The Ugly: The script for A Fancy Piece of Homicide is quite good, with a lot of Bingo O’Malley’s noirish monologuing fitting both the genre to a tee and entertaining in its own right. (Helps that Bingo nails the delivery throughout the film). The story, on the other hand, is a complete mess.
The gist of the story is a shadowy cadre are trying to prevent Bingo O’Malley from writing his memoir. There are plenty of very powerful people who don’t want this to get out. They control the police; they have hidden cameras and are willing to murder innocent people to get their way.
But it is clear as the story unfolds that Bingo doesn’t know anything. His entire version of events is what he said at his trial. Bingo seems more confused by the pictures sent to him than anything else. While A Fancy Piece of Homicide keeps focusing on who is behind this, it never asks the much more pressing question of why.
A story does not have to have high stakes to work. Some of the best fiction has remarkably low stakes. What is important is that the characters are passionate about the outcome. For that, you need a motivation. You need the why. In the big scheme of things, it matters to almost no one whom Mr. Darcy marries. No one except Elizabeth Bennet. (Well and his mother, of course).
A Fancy Piece of Homicide keeps hinting that there will be a revelation or a twist that will tie all this together. It simply never comes. The film ends with a whimper. Which, while a bold and on target choice for an old-fashioned noir, is deadly for a glacial mystery. At some point, Hercule Poirot has to get everyone in the room and go over the evidence. At some point, you have to show the monster.
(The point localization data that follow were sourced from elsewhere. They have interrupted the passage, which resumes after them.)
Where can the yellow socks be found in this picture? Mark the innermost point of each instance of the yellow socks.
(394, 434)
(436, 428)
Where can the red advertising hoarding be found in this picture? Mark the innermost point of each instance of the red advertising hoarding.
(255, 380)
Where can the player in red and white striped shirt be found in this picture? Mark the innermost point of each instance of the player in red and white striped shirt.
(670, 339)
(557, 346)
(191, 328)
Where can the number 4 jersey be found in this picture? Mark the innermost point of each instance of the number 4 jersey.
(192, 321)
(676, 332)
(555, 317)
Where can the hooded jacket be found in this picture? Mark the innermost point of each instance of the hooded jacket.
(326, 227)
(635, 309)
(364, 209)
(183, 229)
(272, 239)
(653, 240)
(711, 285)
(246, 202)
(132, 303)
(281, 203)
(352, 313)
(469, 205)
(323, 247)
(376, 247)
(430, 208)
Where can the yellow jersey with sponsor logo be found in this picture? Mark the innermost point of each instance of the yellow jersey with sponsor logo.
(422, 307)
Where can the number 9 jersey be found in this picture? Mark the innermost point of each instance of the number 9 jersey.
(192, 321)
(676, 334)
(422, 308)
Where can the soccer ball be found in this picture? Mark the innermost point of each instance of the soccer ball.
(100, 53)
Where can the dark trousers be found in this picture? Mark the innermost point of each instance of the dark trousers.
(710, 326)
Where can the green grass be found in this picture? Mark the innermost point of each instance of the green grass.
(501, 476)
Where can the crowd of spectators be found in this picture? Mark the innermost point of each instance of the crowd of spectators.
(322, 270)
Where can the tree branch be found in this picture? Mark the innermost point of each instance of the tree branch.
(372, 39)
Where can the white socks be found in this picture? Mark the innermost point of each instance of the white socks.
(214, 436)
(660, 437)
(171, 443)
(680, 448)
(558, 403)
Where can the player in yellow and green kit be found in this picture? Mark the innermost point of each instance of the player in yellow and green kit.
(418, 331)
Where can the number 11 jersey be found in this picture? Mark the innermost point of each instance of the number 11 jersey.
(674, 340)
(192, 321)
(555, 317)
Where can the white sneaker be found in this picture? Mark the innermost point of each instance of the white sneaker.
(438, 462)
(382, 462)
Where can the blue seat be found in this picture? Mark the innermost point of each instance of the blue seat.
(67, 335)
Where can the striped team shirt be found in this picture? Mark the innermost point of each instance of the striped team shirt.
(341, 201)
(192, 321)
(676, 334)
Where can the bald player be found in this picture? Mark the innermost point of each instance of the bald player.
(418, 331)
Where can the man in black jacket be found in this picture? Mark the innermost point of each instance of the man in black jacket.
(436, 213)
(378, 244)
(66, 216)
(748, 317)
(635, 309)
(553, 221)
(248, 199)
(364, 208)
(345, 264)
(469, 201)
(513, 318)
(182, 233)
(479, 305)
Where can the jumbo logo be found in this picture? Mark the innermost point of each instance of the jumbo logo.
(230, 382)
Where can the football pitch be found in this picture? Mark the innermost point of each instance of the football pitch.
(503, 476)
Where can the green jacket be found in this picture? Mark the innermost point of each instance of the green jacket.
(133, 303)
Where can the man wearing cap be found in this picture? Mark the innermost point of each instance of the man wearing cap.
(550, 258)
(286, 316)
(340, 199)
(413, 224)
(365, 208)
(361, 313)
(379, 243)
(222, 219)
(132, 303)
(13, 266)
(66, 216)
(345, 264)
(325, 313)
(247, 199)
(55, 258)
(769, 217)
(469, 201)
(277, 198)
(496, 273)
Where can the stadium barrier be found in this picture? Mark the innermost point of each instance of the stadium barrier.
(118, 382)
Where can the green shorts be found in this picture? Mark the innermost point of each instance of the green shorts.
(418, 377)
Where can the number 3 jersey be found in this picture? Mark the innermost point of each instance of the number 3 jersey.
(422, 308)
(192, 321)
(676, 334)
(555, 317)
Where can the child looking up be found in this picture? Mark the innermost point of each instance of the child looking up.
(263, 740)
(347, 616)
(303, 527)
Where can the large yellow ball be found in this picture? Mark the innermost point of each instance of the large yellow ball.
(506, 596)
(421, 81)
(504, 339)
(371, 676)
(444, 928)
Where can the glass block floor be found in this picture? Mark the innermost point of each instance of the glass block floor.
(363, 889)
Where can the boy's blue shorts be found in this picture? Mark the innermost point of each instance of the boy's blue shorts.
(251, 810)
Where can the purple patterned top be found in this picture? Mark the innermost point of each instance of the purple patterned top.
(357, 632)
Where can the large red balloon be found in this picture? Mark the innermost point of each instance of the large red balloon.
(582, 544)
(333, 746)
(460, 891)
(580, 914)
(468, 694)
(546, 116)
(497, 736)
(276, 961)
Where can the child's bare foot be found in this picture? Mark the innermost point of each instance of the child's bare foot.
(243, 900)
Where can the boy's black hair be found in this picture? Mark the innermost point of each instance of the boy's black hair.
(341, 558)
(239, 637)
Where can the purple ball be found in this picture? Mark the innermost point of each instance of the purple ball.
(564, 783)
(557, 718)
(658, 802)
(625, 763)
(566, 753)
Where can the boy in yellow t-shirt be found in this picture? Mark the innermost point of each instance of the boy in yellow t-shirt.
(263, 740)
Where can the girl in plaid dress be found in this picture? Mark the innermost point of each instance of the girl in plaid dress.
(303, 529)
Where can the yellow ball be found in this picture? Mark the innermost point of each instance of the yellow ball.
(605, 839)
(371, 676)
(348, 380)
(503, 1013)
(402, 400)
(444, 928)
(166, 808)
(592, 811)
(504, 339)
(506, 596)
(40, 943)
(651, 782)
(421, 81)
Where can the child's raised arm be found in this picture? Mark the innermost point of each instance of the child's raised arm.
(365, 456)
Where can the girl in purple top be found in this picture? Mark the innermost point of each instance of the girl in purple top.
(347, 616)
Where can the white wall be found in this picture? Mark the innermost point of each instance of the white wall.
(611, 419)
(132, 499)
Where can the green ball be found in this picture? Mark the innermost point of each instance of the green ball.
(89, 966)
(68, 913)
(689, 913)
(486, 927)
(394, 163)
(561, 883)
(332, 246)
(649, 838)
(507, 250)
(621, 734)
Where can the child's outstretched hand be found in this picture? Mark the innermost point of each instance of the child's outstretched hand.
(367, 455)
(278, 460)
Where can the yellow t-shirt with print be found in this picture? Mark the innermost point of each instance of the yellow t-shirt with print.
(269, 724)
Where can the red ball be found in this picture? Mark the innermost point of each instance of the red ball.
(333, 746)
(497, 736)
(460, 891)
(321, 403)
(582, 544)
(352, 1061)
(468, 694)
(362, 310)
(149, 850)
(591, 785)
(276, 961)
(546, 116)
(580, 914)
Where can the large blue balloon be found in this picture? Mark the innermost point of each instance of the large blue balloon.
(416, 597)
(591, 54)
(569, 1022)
A Fancy Piece of Homicide has no monster. It figures the mystery should remain unsolved and the status quo at the end of the film should be basically the same as it was at the beginning. That may be realistic, but it is a tough trick for a story to pull off.
In conclusion: My partner at the end of A Fancy Piece of Homicide exclaimed “Well that was bullshit”. I am sympathetic to her point of view. I loved the performance of Bingo O’Malley and I found A Fancy Piece of Homicide refreshing. But the last emotion both times I have watched the film was disappointment. I recommend A Fancy Piece of Homicide, but with that reservation.